The Widow
Courage is a centrifuge, an open mouth,
a subterranean subterfuge, a shoe untied.
Where are his glasses?
I ask no one.
Alone is a trip made of symmetry, a crucible,
a flattery of open books, a paused embrace.
Just one apparition could send me spinning
unbalanced by scarlet buttons or bad brakes,
a simple distillation of elemental forces
in solution, behind veils, eyes beneath coins.
Does the dog know who will shovel the snow?
I ask the pearls in the mirror around my neck.

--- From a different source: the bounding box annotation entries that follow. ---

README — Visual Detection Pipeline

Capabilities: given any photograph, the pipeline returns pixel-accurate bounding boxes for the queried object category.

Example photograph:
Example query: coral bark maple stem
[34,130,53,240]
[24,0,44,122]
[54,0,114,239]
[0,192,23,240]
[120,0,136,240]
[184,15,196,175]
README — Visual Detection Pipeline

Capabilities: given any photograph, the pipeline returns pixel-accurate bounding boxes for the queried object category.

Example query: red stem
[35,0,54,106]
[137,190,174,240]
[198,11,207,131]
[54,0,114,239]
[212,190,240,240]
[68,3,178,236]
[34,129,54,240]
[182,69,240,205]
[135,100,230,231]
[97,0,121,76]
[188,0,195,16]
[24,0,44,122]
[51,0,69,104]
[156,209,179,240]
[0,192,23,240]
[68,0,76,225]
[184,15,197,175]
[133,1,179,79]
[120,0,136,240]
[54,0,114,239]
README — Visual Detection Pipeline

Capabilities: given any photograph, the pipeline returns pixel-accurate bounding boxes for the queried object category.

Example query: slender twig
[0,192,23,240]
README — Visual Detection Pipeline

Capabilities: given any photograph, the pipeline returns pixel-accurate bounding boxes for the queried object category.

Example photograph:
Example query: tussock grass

Monday is an alien destiny of disgust
and fascination, both leaning on each other
like bookends, a shiva, but altogether better than
Sunday, a windowless room in a pine house.
Tuesday is an earthquake,
and the landfill cracks open
to reveal a stratum of waste from 1970,
all things suddenly out of season.
Who can pull weeds from around the squash?

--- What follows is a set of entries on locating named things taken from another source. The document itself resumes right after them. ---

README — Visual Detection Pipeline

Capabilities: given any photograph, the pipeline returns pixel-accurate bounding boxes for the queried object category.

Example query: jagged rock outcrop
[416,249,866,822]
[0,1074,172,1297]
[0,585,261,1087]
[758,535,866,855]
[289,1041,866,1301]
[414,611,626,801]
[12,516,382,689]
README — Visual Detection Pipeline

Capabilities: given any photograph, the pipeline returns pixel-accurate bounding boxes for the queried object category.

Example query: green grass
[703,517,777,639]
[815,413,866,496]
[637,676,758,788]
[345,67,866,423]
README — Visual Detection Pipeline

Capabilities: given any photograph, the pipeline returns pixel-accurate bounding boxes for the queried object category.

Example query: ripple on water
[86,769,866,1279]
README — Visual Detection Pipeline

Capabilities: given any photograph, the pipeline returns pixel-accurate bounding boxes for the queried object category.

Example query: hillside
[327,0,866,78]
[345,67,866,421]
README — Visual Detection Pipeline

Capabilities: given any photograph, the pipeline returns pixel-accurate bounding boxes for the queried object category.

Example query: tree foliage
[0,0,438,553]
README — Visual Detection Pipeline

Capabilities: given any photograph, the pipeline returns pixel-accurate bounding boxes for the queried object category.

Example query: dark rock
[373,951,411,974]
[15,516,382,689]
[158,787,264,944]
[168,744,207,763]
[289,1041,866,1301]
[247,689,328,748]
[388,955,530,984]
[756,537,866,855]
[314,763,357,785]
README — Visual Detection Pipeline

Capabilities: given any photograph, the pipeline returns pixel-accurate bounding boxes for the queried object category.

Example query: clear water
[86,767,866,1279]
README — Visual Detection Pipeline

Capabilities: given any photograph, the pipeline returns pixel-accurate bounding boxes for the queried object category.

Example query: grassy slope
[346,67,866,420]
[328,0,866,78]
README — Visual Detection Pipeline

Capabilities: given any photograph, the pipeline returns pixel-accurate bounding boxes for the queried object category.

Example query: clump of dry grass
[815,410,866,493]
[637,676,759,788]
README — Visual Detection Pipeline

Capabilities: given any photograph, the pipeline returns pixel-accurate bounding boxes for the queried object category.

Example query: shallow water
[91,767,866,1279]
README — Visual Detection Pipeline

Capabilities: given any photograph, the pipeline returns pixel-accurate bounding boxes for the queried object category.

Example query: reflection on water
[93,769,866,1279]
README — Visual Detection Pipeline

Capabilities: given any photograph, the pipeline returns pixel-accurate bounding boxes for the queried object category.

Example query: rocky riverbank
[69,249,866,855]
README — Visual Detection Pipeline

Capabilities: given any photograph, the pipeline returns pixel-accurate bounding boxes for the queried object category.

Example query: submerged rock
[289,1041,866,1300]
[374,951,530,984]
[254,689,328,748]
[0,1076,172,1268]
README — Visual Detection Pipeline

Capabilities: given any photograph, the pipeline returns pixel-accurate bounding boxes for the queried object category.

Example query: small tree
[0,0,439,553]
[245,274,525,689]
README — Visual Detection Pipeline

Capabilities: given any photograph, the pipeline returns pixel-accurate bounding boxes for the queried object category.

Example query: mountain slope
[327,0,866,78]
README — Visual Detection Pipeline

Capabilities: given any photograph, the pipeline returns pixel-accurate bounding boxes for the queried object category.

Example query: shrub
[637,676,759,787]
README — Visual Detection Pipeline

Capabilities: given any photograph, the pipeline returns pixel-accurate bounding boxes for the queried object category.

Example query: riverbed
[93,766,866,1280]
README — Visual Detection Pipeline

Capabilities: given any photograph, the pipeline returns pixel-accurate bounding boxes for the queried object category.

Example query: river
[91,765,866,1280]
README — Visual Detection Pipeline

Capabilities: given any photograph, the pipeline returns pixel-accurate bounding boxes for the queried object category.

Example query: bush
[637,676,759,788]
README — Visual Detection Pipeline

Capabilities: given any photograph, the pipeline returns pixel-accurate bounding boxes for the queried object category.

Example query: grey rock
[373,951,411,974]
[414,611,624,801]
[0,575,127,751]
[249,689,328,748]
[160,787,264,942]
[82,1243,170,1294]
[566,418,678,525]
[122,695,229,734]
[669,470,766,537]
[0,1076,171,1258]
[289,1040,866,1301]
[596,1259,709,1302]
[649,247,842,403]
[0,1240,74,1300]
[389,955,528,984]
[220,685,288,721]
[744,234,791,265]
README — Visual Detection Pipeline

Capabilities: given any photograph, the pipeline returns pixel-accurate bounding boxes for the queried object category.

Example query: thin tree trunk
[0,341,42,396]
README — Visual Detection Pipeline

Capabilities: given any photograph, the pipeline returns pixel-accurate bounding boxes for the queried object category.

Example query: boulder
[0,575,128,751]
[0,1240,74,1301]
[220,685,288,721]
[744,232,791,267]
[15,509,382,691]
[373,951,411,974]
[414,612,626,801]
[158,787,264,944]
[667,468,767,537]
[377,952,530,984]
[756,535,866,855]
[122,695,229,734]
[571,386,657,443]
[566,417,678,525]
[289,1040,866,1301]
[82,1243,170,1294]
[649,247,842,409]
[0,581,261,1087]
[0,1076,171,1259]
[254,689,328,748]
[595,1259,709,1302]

Thursday is another day, as if the comet’s tail
might sweep the kitchen floor.
The archeologist arrives to explain the pain
in shades of newsprint, nail polish, and guacamole,
in which he uses a twisting logic to say
it is indeed from Spain,
and the lack of sunlight has preserved the color
of my spleen, swollen with poison and a sort of
sheen, like a Yiddish proverb.
I am a banquet for the birds.
Once around the block, please.
Losing the Better Part of Us
Because a flower turns around at night
it needs the tears of hindsight to see
the mind of infinity flare,
blowing out in a flash of wit
your life unabridged, and me shifting
in that feral wind to meet every movement,
all the passions like wildfire, tilted up to the sky
to try and find you night after night,
missing you, a twilit castaway—
petals on a savage river, or the zest of your skin
flying up inside the numbing starlight,
answering yes, always yes, to the life we created
becoming the pink upon the mist, never needing
to look back because the tides have stopped,
and the clouds have fled from the blue,
until only the river stones beneath our bare feet,
a Stellarum Fixarum,
come together the same at the beginning as at the end.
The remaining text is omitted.